BlaQ Bean Noodles

I’ve talked a bit before about junghwa yori, or Korean-Chinese fusion cuisine, and presented a little excerpt from Wikipedia a while back on how it all came about, in a nutshell. One of my favorite dishes of the genre, and sort of my litmus test for a new spot, is jajangmyeon (literally, “fried” “sauce” “noodles”), a noodle dish made with vegetables, usually meat (though that’s not a requirement), and fermented black bean paste. Now, I realize that most of you probably don’t have a package of fermented black soybean paste in your pantry. If you do, we should definitely be friends. But, that aside, I thought I’d offer up a basic guide to how to make the dish, should you ever find yourself with such a package.

I’ve seen a few recipes that offer the use of doenjang (“thick” “sauce”), the Korean fermented soybean paste (generally made with white or lighter colored soybeans), in this dish, noting that the flavors will be somewhat different, but that it works. Doenjang is similar to miso, though not exactly the same, so I’d bet that you could make a similar dish using miso paste – something more of you are likely to have on hand.

This was enough to make about 3 portions. 1 large carrot, 2 cloves of garlic, 1 large onion, 1 large green squash (zucchini, globe squash, summer squash), a chili, all chopped, plus some beef (this can also made with pork, chicken, seafood, or leave the meat out entirely), about 3 tablespoons of the bean paste, and some cornstarch “slurry” (a heaping tablespoon of cornstarch dissolved in a little water). Traditionally, there would likely also be a diced up potato, but we’ve been eating so many potatoes, and with the noodles coming into this, I just wanted to cut back on the starch. The vegetables also vary, depending on whose recipe you’re looking at, other than the onion and garlic.

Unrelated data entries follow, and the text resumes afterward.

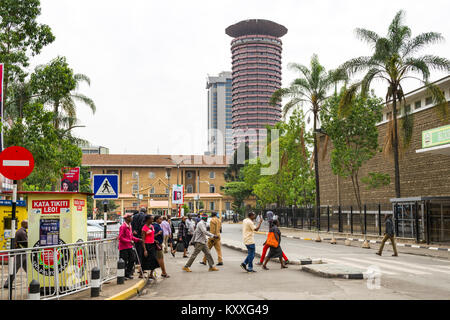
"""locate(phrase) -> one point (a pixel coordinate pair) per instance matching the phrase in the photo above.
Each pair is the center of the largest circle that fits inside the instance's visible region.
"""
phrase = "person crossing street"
(214, 227)
(199, 240)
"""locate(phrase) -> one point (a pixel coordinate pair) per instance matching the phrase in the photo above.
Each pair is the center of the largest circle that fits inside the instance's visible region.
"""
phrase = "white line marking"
(356, 265)
(16, 163)
(404, 268)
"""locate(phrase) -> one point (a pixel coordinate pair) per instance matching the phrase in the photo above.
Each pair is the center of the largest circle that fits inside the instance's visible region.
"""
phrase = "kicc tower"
(256, 74)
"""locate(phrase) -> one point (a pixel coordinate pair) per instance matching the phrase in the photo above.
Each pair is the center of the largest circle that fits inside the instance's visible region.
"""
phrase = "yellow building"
(144, 180)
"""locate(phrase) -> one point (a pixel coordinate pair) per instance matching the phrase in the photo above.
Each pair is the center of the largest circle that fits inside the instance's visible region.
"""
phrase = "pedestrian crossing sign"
(106, 186)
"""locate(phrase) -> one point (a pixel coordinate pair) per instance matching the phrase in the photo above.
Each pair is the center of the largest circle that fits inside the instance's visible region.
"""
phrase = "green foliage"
(354, 137)
(21, 36)
(375, 180)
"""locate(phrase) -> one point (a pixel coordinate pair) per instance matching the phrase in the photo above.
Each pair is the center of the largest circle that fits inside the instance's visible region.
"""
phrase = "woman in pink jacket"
(126, 241)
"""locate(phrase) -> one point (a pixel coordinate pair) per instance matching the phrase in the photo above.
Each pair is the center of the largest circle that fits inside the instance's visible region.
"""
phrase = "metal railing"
(61, 270)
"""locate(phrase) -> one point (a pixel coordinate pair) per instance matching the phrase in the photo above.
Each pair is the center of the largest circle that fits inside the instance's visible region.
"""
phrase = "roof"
(152, 160)
(256, 26)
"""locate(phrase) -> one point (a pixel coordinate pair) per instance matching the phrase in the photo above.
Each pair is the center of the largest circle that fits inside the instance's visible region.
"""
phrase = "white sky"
(148, 60)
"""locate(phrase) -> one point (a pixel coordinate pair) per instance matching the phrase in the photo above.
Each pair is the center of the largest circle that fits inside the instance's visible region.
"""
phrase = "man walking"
(126, 241)
(389, 234)
(248, 230)
(190, 224)
(20, 260)
(199, 241)
(167, 232)
(214, 227)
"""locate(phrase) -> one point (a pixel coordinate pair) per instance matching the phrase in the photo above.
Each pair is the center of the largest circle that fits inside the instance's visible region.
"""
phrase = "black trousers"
(128, 256)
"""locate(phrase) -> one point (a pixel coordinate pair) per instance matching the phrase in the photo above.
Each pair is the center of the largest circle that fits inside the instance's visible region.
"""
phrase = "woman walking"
(182, 237)
(159, 239)
(275, 252)
(149, 261)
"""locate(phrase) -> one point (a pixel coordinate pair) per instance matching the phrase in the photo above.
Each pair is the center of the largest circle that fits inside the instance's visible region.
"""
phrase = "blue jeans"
(250, 256)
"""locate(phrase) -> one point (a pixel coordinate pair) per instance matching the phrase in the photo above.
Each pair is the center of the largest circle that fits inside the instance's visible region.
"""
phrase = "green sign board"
(435, 137)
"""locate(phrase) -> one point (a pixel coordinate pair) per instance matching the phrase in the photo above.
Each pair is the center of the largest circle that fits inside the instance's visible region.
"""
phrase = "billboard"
(177, 194)
(70, 180)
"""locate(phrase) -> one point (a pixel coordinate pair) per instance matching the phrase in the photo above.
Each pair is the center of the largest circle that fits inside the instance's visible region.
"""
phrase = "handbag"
(272, 240)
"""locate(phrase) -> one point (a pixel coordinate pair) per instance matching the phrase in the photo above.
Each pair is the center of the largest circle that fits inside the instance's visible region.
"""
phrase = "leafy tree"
(54, 84)
(394, 60)
(310, 89)
(354, 137)
(20, 36)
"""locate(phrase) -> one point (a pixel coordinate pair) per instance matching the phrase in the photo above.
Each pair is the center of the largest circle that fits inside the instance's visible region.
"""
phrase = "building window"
(417, 104)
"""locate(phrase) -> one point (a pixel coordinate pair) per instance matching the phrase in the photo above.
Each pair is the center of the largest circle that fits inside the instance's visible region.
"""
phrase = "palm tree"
(394, 60)
(67, 104)
(310, 89)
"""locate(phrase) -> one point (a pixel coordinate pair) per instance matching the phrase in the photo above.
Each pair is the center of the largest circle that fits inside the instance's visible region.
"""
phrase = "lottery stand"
(55, 219)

I want to touch on the noodles for a moment. I’ve seen, in various restaurants, various types of noodles used. Generally, they’re slightly thicker ones, but I’ve also seen this sauce tossed with spaghetti and somen noodles, so that’s not an absolute. I happened to be watching an episode of the current Korean food drama I’ve been watching, and the chef offered up his “secret” to making the noodles have the right chewy texture, which is to substitute some portion of the pasta flour with cornstarch, and to dry the noodles well before boiling. He didn’t give any percentages, but a bit of research online suggested an amount that seemed to come out roughly in the 15-20% range. So for our three portions, instead of a cup and a half of flour or semolina, I used a cup and a quarter, and then a quarter cup of cornstarch – 1/6, or 16.6% – and I left the noodles on the drying rack all day. It worked! I also rolled these out slightly thicker than normal (level 5 instead of 6 on my hand cranked machine).

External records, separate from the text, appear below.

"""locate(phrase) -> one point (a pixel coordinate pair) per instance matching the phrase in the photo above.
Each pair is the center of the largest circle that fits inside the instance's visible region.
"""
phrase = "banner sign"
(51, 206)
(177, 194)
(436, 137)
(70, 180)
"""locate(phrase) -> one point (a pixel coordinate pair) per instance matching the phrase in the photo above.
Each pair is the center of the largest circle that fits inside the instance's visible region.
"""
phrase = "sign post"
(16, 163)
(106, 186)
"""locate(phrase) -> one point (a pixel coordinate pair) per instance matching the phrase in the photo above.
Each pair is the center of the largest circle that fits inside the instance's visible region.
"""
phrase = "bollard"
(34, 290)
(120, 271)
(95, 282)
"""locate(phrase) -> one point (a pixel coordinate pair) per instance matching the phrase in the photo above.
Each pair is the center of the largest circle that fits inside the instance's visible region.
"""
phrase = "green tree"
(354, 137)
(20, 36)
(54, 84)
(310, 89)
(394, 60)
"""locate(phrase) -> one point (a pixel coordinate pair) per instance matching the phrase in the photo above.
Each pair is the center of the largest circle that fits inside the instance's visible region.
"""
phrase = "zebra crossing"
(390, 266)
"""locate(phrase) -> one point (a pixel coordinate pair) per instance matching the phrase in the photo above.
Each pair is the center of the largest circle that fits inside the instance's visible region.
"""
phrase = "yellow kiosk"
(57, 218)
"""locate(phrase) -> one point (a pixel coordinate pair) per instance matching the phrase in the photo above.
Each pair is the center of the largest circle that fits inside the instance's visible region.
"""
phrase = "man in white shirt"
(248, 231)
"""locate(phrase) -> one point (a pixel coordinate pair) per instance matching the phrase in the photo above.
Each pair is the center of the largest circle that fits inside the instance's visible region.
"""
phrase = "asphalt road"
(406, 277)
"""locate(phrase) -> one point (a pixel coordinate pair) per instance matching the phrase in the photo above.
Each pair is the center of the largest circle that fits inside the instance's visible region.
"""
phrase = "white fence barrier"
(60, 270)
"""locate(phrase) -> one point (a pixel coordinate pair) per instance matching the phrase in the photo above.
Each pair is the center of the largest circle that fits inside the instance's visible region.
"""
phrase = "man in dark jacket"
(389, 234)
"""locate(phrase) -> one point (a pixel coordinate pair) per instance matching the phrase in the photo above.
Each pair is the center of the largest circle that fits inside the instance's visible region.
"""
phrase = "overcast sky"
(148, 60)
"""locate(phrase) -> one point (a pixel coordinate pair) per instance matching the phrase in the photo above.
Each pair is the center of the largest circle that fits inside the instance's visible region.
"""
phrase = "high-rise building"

In a saute pan, saute the onions in a couple of tablespoons of oil over medium-high heat until softened.

Add the carrots and garlic and saute a couple of minutes more.

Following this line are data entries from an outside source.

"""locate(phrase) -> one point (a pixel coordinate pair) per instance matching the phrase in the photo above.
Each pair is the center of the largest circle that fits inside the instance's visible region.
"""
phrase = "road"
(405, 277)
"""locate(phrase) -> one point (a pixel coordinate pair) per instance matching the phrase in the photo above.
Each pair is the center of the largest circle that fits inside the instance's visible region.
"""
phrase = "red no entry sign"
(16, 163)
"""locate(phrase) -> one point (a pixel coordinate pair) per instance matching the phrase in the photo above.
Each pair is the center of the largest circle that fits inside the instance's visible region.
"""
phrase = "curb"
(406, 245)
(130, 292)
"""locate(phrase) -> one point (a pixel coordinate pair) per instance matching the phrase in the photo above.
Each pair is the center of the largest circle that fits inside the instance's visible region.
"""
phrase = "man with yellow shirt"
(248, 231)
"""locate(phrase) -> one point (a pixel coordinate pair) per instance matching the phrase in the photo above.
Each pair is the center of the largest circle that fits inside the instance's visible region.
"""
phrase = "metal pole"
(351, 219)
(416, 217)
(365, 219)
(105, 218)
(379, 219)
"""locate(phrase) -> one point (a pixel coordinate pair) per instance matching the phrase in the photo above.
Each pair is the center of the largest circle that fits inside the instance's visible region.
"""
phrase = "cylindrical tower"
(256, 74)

Add the squash and chili, and another couple of minutes.

Add the beef or other protein, and saute until browned. The exception to this would be if it’s seafood, which all the recipes say to set aside and add at last minute because it cooks so fast.

Cook until lightly browned, just a minute or two.

Add the black bean paste, stir well to coat.

Cover with water – for this amount, I used about two cups of water.

Bring to a boil, turn the heat down to low and let it simmer away until somewhat thickened and the water is down to a sort of “stew-like” level. This would be the point I’d add in the seafood if I was using it, and just cook for a couple of minutes longer until the seafood is cooked in the sauce.

Re-mix your cornstarch slurry as the cornstarch will settle out to some extent while sitting there, and add to the pot. Stir well, cook just a minute or two until the whole thing thickens and gets shiny.

Toss with the noodles. In a restaurant setting, the sauce is usually ladled on top of a mound of noodles, which are sometimes tossed with a little butter, and each person mixes up their own bowl. But that’s theater… we’re at home. Toss it all together.

And, serve. Normally it’s garnished with a julienne of cucumber for freshness to cut the richness, but our corner market didn’t have any cucumbers. And, sesame seeds. Enjoy!